Although I don't eat it often, I love carrot cake. It was actually one of the first "difficult" things I baked for Easter a few years ago. No food processor to grate the carrots, no spice grinder to grind the cinnamon, and no mixer to cream the butter. Everything by hand. I also learned the valuable lesson of not making a cake the morning you're planning to serve it because even after hours of cooling, your cream cheese frosting will probably melt :). But the cake was delicious just the same. And when I saw Old Fashioned Carrot Bread show up on my RSS feed from Mary at One Perfect Bite, I knew I had to make it for Thanksgiving.

And yet, because the ease of the original recipe was too much for me, I had to put my own spin on it, making something simple into something terrifying. Amusingly, none of that terror was the result of my changes to the actual cake recipe. I reduced the sugar a bit and changed it from all white to both brown and white; it seemed more fitting to have brown sugar with a carrot cake. I also cut the oil in half and added it back with butter, hoping for a little more depth of flavour; something I was also hoping to accomplish with a dash of allspice. Instead of nuts, my brother suggested pumpkin seeds, believing that the orange and green colours would look especially festive and I couldn't help but agree. Besides, pumpkin seeds at Thanksgiving seemed rather appropriate.

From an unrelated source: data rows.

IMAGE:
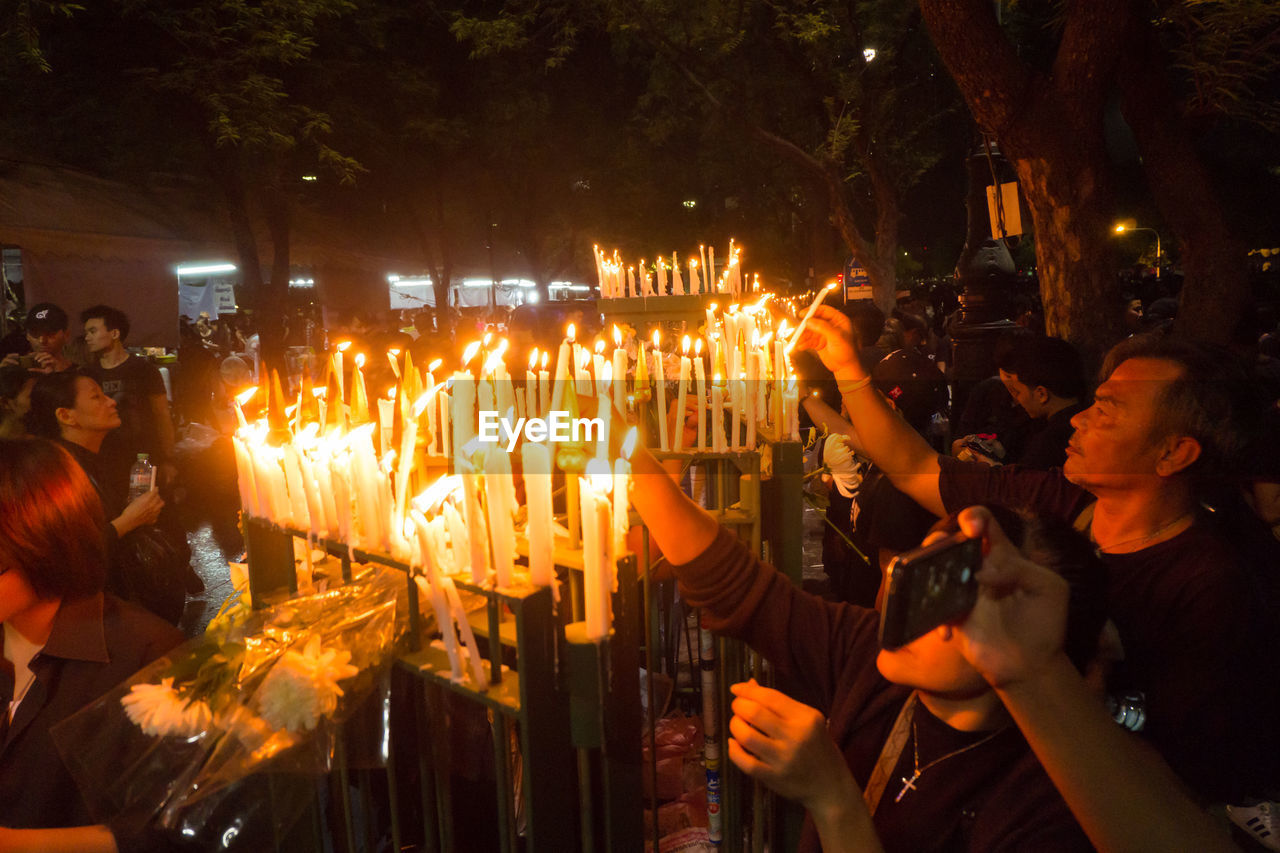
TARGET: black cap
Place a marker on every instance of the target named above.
(914, 383)
(46, 318)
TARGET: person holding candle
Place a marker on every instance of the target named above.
(1169, 418)
(64, 643)
(958, 774)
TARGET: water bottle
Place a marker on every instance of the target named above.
(142, 477)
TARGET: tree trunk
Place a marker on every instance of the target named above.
(1216, 284)
(278, 209)
(1050, 127)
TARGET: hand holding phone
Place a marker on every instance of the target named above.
(929, 587)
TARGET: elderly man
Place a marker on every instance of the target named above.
(1165, 423)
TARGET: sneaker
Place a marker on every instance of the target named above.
(1261, 821)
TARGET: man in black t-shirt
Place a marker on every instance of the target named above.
(137, 389)
(1046, 378)
(1168, 420)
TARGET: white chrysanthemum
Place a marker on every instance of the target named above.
(302, 687)
(160, 711)
(846, 469)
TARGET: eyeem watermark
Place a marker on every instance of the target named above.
(557, 427)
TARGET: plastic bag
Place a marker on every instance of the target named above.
(233, 779)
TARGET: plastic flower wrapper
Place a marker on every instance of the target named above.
(844, 466)
(219, 744)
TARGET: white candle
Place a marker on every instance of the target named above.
(539, 525)
(620, 372)
(245, 478)
(499, 493)
(700, 387)
(717, 416)
(682, 395)
(478, 559)
(659, 391)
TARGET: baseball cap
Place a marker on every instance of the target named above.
(45, 318)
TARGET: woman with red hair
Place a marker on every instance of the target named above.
(64, 641)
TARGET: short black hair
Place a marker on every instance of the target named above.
(113, 319)
(1214, 401)
(1040, 360)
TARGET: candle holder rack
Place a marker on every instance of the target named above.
(553, 694)
(768, 516)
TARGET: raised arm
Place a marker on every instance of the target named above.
(888, 441)
(1120, 790)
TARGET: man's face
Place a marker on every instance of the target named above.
(97, 337)
(50, 342)
(94, 410)
(1022, 395)
(1115, 442)
(933, 664)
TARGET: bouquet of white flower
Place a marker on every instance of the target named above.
(220, 742)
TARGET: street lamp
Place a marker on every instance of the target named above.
(1125, 227)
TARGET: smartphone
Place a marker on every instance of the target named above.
(929, 587)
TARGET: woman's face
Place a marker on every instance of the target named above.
(94, 410)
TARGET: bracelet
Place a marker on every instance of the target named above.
(850, 387)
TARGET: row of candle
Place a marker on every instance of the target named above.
(618, 281)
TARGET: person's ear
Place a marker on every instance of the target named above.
(1179, 454)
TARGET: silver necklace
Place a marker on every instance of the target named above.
(909, 784)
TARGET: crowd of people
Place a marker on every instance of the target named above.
(1116, 676)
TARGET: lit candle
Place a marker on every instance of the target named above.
(717, 415)
(681, 393)
(501, 501)
(538, 528)
(476, 529)
(700, 387)
(659, 389)
(531, 386)
(544, 389)
(620, 372)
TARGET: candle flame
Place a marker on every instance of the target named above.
(470, 352)
(437, 493)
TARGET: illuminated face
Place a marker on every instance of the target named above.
(97, 337)
(94, 410)
(1115, 443)
(932, 664)
(50, 342)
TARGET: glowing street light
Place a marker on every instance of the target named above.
(1129, 226)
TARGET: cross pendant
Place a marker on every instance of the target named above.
(908, 784)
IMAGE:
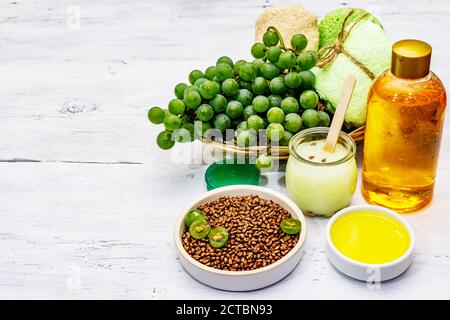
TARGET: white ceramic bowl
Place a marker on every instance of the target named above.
(364, 271)
(241, 280)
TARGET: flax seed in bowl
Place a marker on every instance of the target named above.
(257, 253)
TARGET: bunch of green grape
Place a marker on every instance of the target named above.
(274, 92)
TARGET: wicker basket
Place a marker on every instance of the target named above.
(278, 152)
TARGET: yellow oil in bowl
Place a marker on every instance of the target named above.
(370, 237)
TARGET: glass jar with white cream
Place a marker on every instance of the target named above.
(320, 182)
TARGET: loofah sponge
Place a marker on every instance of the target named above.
(289, 20)
(368, 44)
(331, 24)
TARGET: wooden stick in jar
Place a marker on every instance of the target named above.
(339, 114)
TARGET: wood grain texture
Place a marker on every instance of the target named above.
(87, 200)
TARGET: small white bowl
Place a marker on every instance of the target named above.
(365, 271)
(241, 280)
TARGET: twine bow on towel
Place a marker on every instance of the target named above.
(327, 54)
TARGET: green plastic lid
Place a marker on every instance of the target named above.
(228, 172)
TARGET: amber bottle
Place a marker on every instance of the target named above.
(405, 116)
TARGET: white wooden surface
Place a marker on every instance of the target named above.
(87, 200)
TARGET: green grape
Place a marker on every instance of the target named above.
(308, 79)
(289, 105)
(181, 135)
(293, 80)
(245, 84)
(164, 140)
(259, 85)
(260, 104)
(299, 42)
(258, 50)
(273, 54)
(222, 122)
(275, 115)
(238, 65)
(246, 138)
(244, 96)
(248, 112)
(189, 89)
(275, 131)
(242, 126)
(176, 106)
(277, 86)
(329, 106)
(290, 93)
(270, 38)
(269, 71)
(274, 101)
(292, 122)
(210, 72)
(248, 71)
(225, 59)
(234, 109)
(309, 99)
(192, 99)
(310, 118)
(219, 102)
(223, 72)
(199, 81)
(287, 60)
(264, 162)
(287, 136)
(179, 90)
(324, 119)
(189, 127)
(204, 112)
(258, 63)
(156, 115)
(255, 122)
(200, 128)
(307, 60)
(172, 122)
(208, 89)
(230, 87)
(194, 75)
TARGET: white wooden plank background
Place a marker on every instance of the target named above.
(87, 200)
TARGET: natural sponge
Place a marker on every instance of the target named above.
(289, 20)
(368, 44)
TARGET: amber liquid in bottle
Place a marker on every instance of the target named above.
(404, 126)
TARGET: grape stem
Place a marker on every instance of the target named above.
(282, 45)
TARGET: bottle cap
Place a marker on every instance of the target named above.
(230, 172)
(411, 59)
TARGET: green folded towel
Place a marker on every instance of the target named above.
(367, 43)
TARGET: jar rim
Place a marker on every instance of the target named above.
(349, 144)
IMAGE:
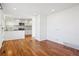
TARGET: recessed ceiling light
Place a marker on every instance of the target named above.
(14, 8)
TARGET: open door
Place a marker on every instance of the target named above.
(1, 30)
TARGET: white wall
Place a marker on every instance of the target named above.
(39, 27)
(63, 27)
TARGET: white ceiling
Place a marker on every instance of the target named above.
(29, 9)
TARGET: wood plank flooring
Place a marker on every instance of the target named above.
(32, 47)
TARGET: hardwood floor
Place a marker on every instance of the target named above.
(28, 47)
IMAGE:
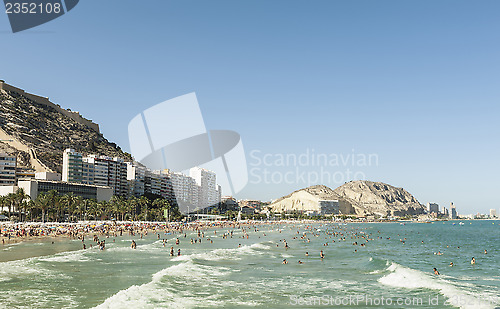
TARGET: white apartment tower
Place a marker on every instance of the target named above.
(208, 192)
(72, 166)
(8, 165)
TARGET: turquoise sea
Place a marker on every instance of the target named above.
(394, 268)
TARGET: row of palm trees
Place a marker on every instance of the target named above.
(51, 206)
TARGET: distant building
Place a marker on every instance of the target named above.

I completely changed the shape of the cake. For two reasons really: This was the last recipe I was doing for the night and I wanted to cut the baking time in half. And because I thought I could get more pieces from a square cake then from a loaf. If I thought about that one harder, it might not have been entirely true; reason number one was solid though.

You might be thinking to yourself "well that's all pretty standard stuff Adam, definitely not anything that should have left you, "Mr. Baker" terrorized". However, if you take a look you might notice that there is coconut on the top of the cake. Somehow I thought this was a terrific idea, adding flavour, texture, and a nice look to my cake. Apparently I forgot how quickly coconut can go from toasted to burned.

After about twenty minutes it was starting to turn golden and I was starting to panic. After twenty-five minutes, I thought I was going to get a charred mess and considered not serving the cake. At thirty minutes I turned off the oven and let it sit in there for another five minutes, hoping that the cake was pretty much done and the residual heat would finish it off. The most unnerving thing was that every time I checked the cake, it didn't seem ready.

I took it out of the oven to cool and hoped for the best.

When I cut into it the next morning it was perfect. Sometimes I get lucky.


The cake was soft, moist, buttery, not to sweet or overpowered with spice and with a nice texture variance from the coconut on top and the pumpkin seeds inside. I think I have a new goto recipe for carrot cake, especially seeing as I don't have one already. However, I don't know if the coconut on top is worth the stress. Next time, it might just end up inside the batter, or on top after I frost the sucker with a good cream cheese frosting. I know someone who would love that :)

~Adam

Simple Carrot Cake

Adapted from One Perfect Bite

2 cups all purpose flour (260g)
2 tsp baking soda
2 tsp cinnamon
1/2 tsp allspice
1/2 tsp salt
3 large eggs, room temperature
3/4 cup golden yellow/light brown sugar (165g)
1/2 cup sugar (100g)
1/2 cup butter, melted (113g)
1/2 cup vegetable oil
1 tsp vanilla extract

2 cups grated carrot
1/2 cup pumpkin seeds
1/2 cup coconut for the top (though I wouldn't do this again)

Grease a 9x9 inch baking pan.

In a large bowl whisk together flour, baking soda, cinnamon, allspice, salt.

Make a well in the flour mixture and add eggs, both sugars, butter, oil and vanilla. Mix until completely combined.

Stir in carrot and pumpkin.

Preheat oven to 350F.

Dump batter into prepared pan and let stand for 30 minutes. (After 30 minutes sprinkle coconut on top if you dare)

Bake for 30 to 35 minutes or until tooth pick inserted in the centre comes out clean.

Allow to cool in pan on rack for 15 minutes before removing and allowing to cool on rack completely.

1 comment:

  1. It's hard not to improvise with carrot cake. I don't think I've ever followed a recipe as written! Sorry about the coconut, though.